Fue, ciertamente, una posición política defensiva y poco estratégica. Porque de este modo el Partido Demócrata y sus voceros representativos, como el expresidente Barack Obama, no hicieron más que poner a Trump de foco ineludible. Un plebiscito que finalmente favoreció, en toda la línea, al candidato republicano. Habituado, por lo demás, a este tipo de batallas y con tanta costra política como las siete vidas del gato: atentados, judicializaciones, bloqueos…
Pero ni así los Demócratas pudieron evadir el desastre del gobierno Biden-Harris. Con una aprobación del 40% o menos (que en Estados Unidos es una verdadera debacle) y con las dos terceras partes de los encuestados diciendo que, en sus manos, el país marchaba en dirección errónea, solo un milagro podía salvarlos. Lo que, por supuesto, no suele ocurrir en política. Todavía menos cuando la candidata Harris no se desprendió un ápice de su fallido mentor; fue incapaz de hacer una explicación articulada de su propuesta económica; creyó que con exacerbar la agenda progresista (woke) tenía la jornada ganada y supuso que era más que suficiente la propuesta de retornar al derogado aborto de 1973.
Desde luego, vendrán ahora las recriminaciones. Aunque, a decir verdad, no tuvo Harris la culpa de que le hubieran entregado de improviso una candidatura para la cual no estaba preparada. Al contrario, podría decirse que evitó la paliza que se veía venir en caso de que Biden hubiera mantenido sus díscolos y balbuceantes propósitos de reelección.
Todo ello, sin embargo, no oculta el gigantesco esfuerzo del Partido Republicano y el sorprendente regreso de Trump a la Casa Blanca. Como dijo el próximo presidente en su discurso del triunfo: ha ganado el partido del sentido común. E igualmente, como ha quedado comprobado, un nuevo partido multirracial, con una fuerza juvenil decisiva y una coalición social renovada.
Al cierre de esta edición, cuando faltaban algunos estados por cerrar el conteo electoral, era evidente que la victoria de Trump se perfilaba mucho más allá de los vaticinios dados por las encuestas, muchas equivocadas y desbordadas en su margen de error.
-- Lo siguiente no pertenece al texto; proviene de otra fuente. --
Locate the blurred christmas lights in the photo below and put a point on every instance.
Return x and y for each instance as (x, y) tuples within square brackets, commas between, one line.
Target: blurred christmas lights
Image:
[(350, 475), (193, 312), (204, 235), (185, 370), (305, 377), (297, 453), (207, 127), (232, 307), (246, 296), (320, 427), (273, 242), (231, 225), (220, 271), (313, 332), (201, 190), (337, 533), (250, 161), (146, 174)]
Trump no solo ganaba la votación nacional, por una amplia distancia, sino que era ya casi un hecho cumplido su victoria en todos los estados “bisagra”. Además de lograr la mayoría del Senado.
O sea, un triunfo inobjetable que le permitió tanto pasar holgadamente el umbral de los 270 delegados del colegio electoral como proclamar la victoria, además de Georgia, Carolina del Norte y Pensilvania, muy seguramente en Wisconsin, Michigan, Arizona y Nevada. No se dio pues el tal empate que tanto se decía. Y por el contrario lo que se avizora, en efecto, es una victoria histórica, terminado el conteo.
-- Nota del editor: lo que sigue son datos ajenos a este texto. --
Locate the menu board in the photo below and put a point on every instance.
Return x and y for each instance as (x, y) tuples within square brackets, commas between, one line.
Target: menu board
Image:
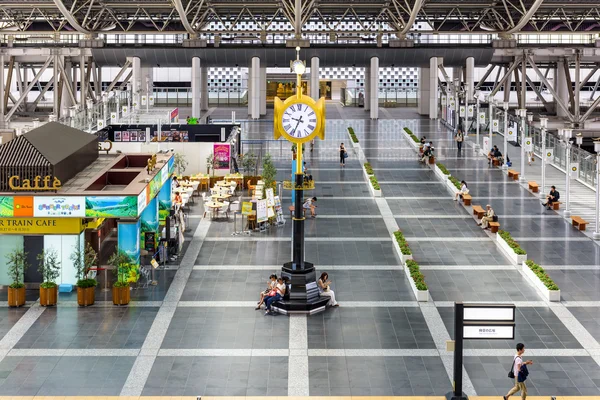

Nadie dudaría, en ese sentido, que Trump es un fenómeno político. Cuando muchos lo creían enterrado, al principio de tan prolongada y accidentada campaña presidencial, al final se ha mostrado como un líder irreductible, en permanente sintonía con las masas.
Ahora, a partir del próximo enero, tendrá que poner en marcha su agenda en un mundo en guerra que prometió aplacar; una economía interna que dio la palabra en revigorizar; una inflación a la que dijo le torcería el pescuezo de inmediato; una inmigración ilegal y una criminalidad cuya reversión están por verse; y un liderazgo mundial que prometió encarnar inclusive de presidente electo.
Por lo pronto, a no pocos habrá sorprendido su llamado a la unidad nacional en el discurso de la victoria. Comenzó bien. Un triunfo de estas características sin duda así lo amerita.